Boerderijcompost maken vergt stiel en analyse
Een stabiele compost maken duurt een drietal maanden. Daarna rijpt hij nog verder en kan hij op elk moment toegepast worden om de bodem te verlevendigen. ILVO benut in zijn boerderijcompostering meerdere types uitgangsmateriaal: vers grasmaaisel, allerhande groenafval, stroachtig materiaal (bv graszaadhooi, graanstro), houtsnippers en houtschors. Daarnaast werd ook geëxperimenteerd met afgewerkte teeltsubstraten uit de tomaten- en aardbeienteelt, heidechopper, vlaslemen, mestproducten en schoningsafval van openluchtgroententeelt (prei, kool- en wortelresten). Vooral in de eerste weken vergt boerderijcompostering veel aandacht. Koen Willekens: “In de eerste fase gaan we minstens 3 keer per week door de ril met de compostkeerder. Door de oplopende temperatuur verdampt er veel vocht. Bij elke keerbeurt in die eerste fase voegen we per ril van 50 meter tot 2.000 liter vocht toe, water dat eerder van de site afstroomde en werd opgevangen.”

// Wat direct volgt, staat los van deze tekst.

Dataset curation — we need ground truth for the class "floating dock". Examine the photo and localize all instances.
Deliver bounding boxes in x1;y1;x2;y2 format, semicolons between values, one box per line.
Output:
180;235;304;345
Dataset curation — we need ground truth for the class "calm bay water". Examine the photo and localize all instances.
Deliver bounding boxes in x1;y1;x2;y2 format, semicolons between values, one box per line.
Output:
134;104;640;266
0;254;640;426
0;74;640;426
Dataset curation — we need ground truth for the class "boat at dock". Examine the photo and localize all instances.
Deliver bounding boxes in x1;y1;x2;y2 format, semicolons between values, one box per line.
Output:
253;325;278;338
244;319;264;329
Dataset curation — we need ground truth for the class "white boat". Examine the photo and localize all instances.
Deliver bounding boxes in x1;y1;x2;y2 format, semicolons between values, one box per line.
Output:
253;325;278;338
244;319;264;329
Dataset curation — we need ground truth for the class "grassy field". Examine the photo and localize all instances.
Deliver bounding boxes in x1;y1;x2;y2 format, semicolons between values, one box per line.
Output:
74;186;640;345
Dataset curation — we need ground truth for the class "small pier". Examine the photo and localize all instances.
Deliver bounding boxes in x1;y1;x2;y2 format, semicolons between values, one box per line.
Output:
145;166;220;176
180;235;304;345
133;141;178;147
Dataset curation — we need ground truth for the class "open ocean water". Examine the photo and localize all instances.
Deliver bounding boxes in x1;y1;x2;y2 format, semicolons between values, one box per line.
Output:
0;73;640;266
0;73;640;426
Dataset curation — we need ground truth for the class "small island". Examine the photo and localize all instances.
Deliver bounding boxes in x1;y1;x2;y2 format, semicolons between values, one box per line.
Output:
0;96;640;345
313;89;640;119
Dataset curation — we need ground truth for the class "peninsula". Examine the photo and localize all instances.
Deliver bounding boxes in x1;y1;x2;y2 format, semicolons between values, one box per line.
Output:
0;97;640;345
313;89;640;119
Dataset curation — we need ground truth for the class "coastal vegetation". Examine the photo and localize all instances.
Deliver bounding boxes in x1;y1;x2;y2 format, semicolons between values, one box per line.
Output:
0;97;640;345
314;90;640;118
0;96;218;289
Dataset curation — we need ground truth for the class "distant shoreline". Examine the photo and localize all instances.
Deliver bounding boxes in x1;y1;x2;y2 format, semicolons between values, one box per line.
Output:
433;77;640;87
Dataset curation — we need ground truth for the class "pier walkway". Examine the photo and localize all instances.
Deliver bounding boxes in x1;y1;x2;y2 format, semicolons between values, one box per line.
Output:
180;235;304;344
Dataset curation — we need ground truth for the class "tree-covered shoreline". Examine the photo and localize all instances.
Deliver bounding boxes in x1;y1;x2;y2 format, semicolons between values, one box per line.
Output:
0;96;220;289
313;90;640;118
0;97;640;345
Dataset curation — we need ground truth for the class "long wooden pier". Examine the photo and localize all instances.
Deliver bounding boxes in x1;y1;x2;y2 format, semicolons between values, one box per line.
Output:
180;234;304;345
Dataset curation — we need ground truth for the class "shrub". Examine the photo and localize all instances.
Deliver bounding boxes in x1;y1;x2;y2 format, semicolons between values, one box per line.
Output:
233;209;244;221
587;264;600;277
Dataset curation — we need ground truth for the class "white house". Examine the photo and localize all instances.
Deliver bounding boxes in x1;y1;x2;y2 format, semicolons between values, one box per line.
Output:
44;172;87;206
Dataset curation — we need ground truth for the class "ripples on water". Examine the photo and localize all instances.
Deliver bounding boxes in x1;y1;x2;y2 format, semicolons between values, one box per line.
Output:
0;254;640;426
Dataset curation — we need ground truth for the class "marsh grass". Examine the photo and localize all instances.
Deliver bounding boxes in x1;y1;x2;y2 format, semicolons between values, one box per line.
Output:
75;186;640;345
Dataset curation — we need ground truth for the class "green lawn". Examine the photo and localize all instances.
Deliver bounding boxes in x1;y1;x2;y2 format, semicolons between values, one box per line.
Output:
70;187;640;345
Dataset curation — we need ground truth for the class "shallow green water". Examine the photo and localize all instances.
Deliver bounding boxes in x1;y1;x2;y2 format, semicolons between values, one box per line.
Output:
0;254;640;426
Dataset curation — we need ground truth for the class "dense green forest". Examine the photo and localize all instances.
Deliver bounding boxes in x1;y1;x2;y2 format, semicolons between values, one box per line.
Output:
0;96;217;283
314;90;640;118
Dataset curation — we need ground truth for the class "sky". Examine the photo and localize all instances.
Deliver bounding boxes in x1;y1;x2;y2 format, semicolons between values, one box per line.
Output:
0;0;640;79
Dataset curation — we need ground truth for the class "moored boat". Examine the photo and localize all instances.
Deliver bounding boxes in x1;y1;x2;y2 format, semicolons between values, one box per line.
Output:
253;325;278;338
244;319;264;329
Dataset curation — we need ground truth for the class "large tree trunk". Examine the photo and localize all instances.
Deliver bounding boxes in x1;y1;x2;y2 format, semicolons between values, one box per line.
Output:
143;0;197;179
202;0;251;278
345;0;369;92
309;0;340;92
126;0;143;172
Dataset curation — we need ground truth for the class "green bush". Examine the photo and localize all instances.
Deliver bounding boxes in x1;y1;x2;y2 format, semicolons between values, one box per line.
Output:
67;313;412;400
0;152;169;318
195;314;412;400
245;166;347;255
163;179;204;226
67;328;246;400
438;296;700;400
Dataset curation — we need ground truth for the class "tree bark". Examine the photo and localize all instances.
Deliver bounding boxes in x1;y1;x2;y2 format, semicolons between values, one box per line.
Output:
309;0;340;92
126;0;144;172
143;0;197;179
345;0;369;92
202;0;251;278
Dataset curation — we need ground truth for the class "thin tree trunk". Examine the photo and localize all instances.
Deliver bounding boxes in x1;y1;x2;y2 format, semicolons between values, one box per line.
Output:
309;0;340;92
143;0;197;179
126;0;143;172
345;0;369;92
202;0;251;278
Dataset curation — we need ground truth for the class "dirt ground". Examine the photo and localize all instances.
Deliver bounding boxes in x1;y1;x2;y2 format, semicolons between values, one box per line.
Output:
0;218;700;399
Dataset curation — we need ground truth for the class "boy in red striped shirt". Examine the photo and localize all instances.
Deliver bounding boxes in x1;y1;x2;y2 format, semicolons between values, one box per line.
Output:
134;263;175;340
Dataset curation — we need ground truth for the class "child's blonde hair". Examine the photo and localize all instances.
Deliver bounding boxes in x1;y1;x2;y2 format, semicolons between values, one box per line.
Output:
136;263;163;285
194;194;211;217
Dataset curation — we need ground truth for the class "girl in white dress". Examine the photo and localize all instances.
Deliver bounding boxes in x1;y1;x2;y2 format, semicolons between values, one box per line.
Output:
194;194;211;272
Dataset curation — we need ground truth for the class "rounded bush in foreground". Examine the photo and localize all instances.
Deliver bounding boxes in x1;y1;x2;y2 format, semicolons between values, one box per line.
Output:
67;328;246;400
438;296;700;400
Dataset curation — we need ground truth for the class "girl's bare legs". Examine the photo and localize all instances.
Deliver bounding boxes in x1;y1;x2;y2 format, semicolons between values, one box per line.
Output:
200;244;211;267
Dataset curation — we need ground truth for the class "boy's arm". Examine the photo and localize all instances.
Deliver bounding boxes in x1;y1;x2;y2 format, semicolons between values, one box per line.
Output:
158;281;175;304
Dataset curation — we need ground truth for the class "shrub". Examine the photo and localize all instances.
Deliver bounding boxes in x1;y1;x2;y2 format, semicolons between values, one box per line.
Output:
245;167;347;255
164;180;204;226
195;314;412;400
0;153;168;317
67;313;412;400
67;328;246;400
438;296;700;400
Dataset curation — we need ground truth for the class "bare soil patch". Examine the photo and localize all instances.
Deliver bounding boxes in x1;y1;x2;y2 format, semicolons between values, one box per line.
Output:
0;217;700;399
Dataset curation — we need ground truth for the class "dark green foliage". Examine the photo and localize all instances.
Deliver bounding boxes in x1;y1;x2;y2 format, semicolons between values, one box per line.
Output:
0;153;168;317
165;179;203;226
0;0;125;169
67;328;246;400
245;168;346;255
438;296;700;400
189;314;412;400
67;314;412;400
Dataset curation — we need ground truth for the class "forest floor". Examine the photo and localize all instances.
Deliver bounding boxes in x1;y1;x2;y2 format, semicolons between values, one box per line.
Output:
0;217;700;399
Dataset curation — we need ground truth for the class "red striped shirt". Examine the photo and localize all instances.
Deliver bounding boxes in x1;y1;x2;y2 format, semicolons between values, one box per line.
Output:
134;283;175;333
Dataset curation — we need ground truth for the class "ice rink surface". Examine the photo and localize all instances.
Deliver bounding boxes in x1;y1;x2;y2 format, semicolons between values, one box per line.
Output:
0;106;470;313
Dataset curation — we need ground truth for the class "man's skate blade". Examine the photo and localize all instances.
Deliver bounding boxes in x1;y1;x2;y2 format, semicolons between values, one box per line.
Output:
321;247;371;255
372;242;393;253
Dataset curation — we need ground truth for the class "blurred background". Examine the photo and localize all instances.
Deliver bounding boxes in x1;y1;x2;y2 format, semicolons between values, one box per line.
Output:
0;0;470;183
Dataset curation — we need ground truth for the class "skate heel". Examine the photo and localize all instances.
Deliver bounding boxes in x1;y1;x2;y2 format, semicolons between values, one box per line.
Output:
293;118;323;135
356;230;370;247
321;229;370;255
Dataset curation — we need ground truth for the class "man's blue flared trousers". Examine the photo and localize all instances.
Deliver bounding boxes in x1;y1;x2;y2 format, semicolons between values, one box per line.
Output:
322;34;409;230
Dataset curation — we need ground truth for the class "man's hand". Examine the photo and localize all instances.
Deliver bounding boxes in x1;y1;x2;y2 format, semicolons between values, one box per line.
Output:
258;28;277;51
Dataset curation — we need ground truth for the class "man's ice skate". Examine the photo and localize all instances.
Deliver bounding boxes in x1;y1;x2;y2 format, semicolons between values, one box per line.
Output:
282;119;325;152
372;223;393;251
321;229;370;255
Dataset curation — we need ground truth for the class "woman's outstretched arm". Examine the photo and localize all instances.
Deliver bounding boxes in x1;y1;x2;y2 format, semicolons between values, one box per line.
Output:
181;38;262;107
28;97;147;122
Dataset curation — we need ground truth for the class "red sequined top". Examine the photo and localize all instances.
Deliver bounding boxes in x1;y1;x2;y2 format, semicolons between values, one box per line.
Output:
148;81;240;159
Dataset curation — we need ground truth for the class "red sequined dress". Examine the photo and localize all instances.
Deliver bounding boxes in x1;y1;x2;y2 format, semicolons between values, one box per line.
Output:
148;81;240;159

Of het risico bestaat dat er door percolerend vocht onder de ril puntvervuiling van de bodem of uitspoeling van nutriënten optreedt? Willekens: “Dat valt veel beter mee dan eerst gedacht of gevreesd. Bij stalmestopslag op de kopakker wàs al aangetoond dat de hoeveelheid stikstof die uit de hoop in de toplaag van de bodem terechtkomt zeer beperkt is en dat bij opmengen van de mest met beheerresten dat risico nog verkleint. Bij compostbereiding met zuiver plantaardig materiaal en een voldoende aandeel houtig materiaal mag je hetzelfde verwachten.”
Is de landbouwsector (al) mee?
“Onze resultaten, ook die over een significante meeropbrengst van het gewas, zijn aan het doorsijpelen in de sector. Wij zien de mindset veranderen”, zegt Joris Relaes. “In MAP6 werd de definitie van boerderijcompostering verbreed om de lokale verwerking van reststromen, inclusief deze vanuit natuurgebieden, te faciliteren. Meer en meer mogen en kunnen we ondersteunend optreden voor lokale initiatieven her en der in Vlaanderen. Dat zijn alvast stappen vooruit in de richting van meer circulair handelen”
De brede opschaling mag/moet nog volgen. Wie weet zou een systeem van carbon credits (in het kader van een klimaat-landbouwbeleid), zoals ingevoerd in Oostenrijk, een duw in de rug kunnen geven van een verbeterde teelt- en bemestingspraktijk, met kennis van zaken over welke gronden en teeltsystemen welk composttype aan welke dosering behoeven.
Contact
Koen Willekens, ILVO compostexpert: koen.willekens@ilvo.vlaanderen.be, 0485 17 93 91
Greet Riebbels, ILVO communicatie: greet.riebbels@ilvo.vlaanderen.be, 0486 26 00 14
ILVO opende de vernieuwde composteringssite op 10 oktober 2019 in het bijzijn van de pers. Nadien werd een 100-tal beleidsmakers, onderzoekers, landbouwers en compost- en digestaatproducenten ontvangen voor een infonamiddag over het potentieel van compost en digestaat als meststof en bodemverbeterend middel. Die infonamiddag werd georganiseerd door ILVO samen met UGent, PCG, Vlaco en de Provincie Oost-Vlaanderen (Steunpunt Erosie). Onderzoekers van ILVO, UGent en PCG gaven toelichting bij 3 meerjarige veldproeven.